Demos Sr. died while working on the construction of the Los Angeles and Salt Lake Railroad in Nevada, and his young son Isaac became the head of the family. Isaac married Zarouhi Yessayian, and he became a prosperous dairy farmer in Downey, California. Demos Jr. entered the family business and their dairy herd grew, becoming the largest in the world at the time. He married Rose Gabrielian in 1933.

==Evangelistic campaigns==
Shakarian used his organizational abilities to facilitate evangelistic campaigns, particularly working with Charles S. Price. Other evangelists at his events included Tommy Hicks and William Branham and Oral Roberts. Shakarian spent most of his adult life building the Fellowship for free. Even honorariums that were given to him at speaking engagements he would deposit them back into the ministry. Every year at the annual board meeting he would resign his position as president, step out into the hall, and allow the 200 man board to vote on the next president. The Fellowship grew into over 190 countries. Hundreds of other ministries were birthed from the Fellowship. Shakarian played a key role in working with Paul Crouch to help launch Trinity Broadcasting Network (TBN). Joel Osteen’s ministry started from his father John Osteen. Shakarian played a key role in saving that ministry in the early days. When John was removed as a pastor due to his beliefs in the Pentecostal movement, Shakarian immediately caught a flight to be with John, convinced him not to quit but to start his own ministry wherein Shakarian funded the launching of John's first tent meeting.
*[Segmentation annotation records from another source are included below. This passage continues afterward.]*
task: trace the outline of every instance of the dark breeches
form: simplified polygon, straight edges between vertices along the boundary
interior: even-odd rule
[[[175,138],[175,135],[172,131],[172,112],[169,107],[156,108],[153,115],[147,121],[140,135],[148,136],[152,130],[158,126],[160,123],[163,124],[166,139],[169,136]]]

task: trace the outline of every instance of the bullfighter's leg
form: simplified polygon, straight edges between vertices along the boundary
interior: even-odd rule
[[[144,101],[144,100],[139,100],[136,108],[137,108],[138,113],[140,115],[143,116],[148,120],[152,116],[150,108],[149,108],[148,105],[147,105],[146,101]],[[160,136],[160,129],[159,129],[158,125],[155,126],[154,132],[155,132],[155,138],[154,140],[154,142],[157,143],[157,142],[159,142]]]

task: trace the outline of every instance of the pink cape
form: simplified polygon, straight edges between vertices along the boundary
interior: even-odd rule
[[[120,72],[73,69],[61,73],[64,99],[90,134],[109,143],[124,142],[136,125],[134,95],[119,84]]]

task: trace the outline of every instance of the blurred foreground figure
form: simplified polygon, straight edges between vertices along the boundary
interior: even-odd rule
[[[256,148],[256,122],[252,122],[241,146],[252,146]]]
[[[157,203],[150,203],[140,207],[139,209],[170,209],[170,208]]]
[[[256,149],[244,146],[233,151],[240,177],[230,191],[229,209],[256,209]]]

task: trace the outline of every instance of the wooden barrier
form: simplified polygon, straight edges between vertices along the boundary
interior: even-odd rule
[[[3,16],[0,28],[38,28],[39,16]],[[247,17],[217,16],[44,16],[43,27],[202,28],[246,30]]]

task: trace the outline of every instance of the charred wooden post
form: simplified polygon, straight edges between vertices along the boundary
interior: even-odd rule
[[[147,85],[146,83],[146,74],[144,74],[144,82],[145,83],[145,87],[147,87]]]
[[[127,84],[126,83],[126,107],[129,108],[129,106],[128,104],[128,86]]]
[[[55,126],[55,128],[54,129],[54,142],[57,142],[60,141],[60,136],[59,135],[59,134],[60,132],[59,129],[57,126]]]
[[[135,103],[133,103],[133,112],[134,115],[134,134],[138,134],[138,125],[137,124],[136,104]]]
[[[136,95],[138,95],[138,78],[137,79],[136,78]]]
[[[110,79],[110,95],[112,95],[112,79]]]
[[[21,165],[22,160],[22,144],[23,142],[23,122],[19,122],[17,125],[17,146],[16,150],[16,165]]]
==The Full Gospel Business Men's Fellowship International==
Shakarian noted that his tent campaigns mainly attracted women, and Full Gospel Business Men's Fellowship International was established to encourage more participation by men by providing a platform for businessmen to give religious testimonies. The plan was supported by Oral Roberts, and under his leadership, the FGBMFI had chapters in over 190 countries.
Richard Shakarian became president after his father died. Francis Owusu is now international president of FGBMFI.

==Beliefs==
Shakarian was a third-generation Pentecostal, and he believed in the "Full Gospel", that all the supernatural events in the New Testament should be understood literally, and could also occur today. In particular, he believed that God healed the sick and injured (including on one occasion his own cattle herd from tuberculosis), and that Christians filled with the Holy Spirit received visions and promptings from God, including direct messages.

Shakarian considered that although God sometimes prompted him to pray for healings, he was primarily to be a "helper", as defined by 1 Corinthians 12:28.

He also believed that the rise of the Charismatic Movement was a harbinger of the Second Coming, and that there would be a persecution of Christians in America just before this occurred.